I agree with you almost completely.
If all you want to do is GTD "as if on paper" I think you are 100% correct. I assume that any simple list manager, such as Google Tasks or Wunderlist will do the trick. Anything beyond that is just an added complication.
If you are looking for "computer enhanced GTD", i.e. if you want to make use of capabilities that computer technology potentially could offer, which paper technology cannot, while still using GTD, I think you are still 80% correct. Most apps seem to get it "wrong" (but may offer some little benefit here and there). I think a good example of this is how even "GTD" apps normally do not have a Tickler. What they do have instead is "Scheduled" - and even if (obviously) you can use this as a Tickler it becomes obvious (from the the way the feature is implemented) that what the developer had in mind was hard scheduled calendar actions - no trace of the uncertain nature of a real tickler (which could end up in Trash or anywhere).

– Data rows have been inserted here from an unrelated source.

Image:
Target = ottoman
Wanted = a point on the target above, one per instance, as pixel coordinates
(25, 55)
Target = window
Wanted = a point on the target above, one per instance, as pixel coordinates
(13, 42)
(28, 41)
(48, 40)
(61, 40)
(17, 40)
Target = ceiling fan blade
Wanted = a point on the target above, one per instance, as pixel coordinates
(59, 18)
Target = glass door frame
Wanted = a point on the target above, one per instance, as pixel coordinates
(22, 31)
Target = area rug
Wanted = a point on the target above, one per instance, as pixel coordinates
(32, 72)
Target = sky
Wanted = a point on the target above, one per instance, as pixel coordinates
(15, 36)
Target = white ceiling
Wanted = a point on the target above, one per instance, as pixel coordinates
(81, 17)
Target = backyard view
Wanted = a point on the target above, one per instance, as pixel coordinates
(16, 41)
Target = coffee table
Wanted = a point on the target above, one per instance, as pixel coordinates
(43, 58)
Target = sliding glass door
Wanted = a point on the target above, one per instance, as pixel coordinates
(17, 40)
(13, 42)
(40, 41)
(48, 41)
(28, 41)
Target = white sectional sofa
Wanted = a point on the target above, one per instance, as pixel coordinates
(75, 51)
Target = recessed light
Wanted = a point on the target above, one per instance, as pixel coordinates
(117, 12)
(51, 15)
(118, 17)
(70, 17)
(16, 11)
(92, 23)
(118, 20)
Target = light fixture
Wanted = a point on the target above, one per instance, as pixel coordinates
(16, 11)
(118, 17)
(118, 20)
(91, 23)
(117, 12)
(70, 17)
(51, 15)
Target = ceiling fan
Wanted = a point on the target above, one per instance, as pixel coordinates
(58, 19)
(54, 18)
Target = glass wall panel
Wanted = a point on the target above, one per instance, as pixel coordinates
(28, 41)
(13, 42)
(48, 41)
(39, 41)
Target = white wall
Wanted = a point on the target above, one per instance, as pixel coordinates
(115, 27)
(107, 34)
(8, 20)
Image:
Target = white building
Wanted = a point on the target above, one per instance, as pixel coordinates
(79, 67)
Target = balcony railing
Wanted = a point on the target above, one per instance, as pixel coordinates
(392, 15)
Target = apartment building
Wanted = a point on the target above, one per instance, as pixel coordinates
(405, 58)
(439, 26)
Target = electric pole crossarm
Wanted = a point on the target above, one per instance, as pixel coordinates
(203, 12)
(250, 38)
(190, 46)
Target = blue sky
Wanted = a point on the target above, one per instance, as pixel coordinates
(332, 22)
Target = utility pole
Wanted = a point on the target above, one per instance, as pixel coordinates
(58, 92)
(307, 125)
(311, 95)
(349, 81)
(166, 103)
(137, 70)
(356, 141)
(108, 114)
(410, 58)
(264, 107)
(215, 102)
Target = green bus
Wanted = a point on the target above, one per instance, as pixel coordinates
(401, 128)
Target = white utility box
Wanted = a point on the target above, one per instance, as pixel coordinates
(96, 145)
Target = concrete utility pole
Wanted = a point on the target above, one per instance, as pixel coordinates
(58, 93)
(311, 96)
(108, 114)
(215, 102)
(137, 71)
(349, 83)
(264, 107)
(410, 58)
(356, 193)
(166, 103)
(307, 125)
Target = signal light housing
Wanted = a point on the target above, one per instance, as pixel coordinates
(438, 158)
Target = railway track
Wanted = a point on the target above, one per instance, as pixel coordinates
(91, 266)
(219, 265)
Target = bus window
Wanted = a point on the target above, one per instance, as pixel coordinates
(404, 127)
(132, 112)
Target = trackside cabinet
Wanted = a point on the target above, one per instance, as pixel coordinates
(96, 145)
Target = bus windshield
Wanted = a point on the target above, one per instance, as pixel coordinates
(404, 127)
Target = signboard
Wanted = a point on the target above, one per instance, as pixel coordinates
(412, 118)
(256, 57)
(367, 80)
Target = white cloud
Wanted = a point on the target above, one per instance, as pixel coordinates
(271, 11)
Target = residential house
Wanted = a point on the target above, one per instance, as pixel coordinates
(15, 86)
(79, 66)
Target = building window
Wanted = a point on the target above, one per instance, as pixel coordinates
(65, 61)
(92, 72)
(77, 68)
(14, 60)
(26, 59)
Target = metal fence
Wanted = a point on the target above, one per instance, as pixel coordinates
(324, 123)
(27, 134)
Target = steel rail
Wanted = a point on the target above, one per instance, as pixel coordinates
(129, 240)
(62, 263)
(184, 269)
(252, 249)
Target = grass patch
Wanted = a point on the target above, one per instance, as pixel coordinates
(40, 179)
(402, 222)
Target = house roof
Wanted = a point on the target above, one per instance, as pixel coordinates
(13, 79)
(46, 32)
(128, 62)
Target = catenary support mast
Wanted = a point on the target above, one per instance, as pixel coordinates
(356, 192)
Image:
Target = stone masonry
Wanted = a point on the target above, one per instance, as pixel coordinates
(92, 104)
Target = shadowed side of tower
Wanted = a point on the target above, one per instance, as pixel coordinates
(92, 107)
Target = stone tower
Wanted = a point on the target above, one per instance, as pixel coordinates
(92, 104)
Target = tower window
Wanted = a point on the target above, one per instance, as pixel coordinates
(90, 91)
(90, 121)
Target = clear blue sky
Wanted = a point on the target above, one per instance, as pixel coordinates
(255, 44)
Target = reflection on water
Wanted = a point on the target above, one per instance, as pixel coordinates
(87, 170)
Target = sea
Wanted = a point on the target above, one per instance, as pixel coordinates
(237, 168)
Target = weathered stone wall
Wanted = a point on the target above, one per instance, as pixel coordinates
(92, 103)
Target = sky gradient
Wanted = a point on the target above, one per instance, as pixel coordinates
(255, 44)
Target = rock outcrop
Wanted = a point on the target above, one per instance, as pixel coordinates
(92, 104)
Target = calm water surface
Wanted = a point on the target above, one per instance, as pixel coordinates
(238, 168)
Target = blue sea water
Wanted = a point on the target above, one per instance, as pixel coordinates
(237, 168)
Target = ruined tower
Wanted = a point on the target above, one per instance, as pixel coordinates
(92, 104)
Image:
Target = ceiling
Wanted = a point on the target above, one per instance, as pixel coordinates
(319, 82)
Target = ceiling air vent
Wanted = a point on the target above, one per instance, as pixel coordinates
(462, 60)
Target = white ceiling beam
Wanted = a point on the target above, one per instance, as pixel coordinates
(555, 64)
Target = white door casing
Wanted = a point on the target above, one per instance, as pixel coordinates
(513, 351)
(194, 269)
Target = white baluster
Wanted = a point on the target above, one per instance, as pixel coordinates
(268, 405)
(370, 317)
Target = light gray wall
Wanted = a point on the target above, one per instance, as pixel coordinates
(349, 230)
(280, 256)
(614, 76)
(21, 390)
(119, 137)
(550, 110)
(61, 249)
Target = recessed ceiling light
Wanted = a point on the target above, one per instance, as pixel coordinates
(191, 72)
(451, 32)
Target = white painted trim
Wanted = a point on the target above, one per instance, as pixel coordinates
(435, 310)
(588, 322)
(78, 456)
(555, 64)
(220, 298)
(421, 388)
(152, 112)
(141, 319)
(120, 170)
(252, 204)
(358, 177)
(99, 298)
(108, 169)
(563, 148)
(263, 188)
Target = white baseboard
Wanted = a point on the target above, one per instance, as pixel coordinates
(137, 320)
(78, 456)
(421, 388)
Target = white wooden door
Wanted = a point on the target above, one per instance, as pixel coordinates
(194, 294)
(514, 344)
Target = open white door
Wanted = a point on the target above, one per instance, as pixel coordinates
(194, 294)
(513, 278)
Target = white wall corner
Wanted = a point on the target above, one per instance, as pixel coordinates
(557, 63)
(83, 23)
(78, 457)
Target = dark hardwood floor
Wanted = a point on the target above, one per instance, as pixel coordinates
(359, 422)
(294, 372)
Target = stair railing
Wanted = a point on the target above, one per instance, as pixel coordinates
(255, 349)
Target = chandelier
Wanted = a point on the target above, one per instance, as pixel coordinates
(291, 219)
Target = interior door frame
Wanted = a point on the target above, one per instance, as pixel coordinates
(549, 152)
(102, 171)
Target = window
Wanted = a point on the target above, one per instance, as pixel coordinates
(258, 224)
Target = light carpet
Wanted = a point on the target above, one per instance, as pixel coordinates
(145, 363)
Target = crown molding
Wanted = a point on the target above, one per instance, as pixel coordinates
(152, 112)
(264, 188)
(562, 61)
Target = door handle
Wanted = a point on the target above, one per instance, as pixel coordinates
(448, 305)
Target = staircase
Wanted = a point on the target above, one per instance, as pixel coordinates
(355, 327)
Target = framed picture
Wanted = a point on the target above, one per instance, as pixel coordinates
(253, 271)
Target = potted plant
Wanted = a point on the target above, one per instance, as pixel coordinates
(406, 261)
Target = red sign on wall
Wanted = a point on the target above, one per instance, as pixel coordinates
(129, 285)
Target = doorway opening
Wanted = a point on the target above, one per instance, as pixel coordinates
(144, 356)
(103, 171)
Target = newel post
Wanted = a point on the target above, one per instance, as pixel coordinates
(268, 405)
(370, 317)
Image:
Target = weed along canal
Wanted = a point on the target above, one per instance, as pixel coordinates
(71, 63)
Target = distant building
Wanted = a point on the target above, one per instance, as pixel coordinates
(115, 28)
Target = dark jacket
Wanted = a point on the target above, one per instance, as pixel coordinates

In other threads the question has been raised about what GTD really is. To me the main point of GTD is not the exact wordings on the exact lists of the "paper version". To me, the essentials of GTD are:
situational task selection (context, energy etc) as opposed to predetermined (time scheduled) task selection
reviewing (being aware and in control of your stuff), as opposed to the "bag-it-and-tag-it-and-forget-about-it" ideal that so many seem to be striving for (as if they are aiming to be unaware of everything and expect something in their pockets to beep out orders for them to follow at the right time - as soon as they come close to a certain shopping mall or when the calendar approaches a certain date)
I'd be prepared to contend that both situational task selection and reviewing can be made much more efficient and with greater clarity by a well designed computer app than would be possible on paper. But I totally agree that most "GTD" apps have very little of this - they strive in all kinds of other directions instead, often even encouraging distinctly non-GTD practices such as unnecessary hard scheduling.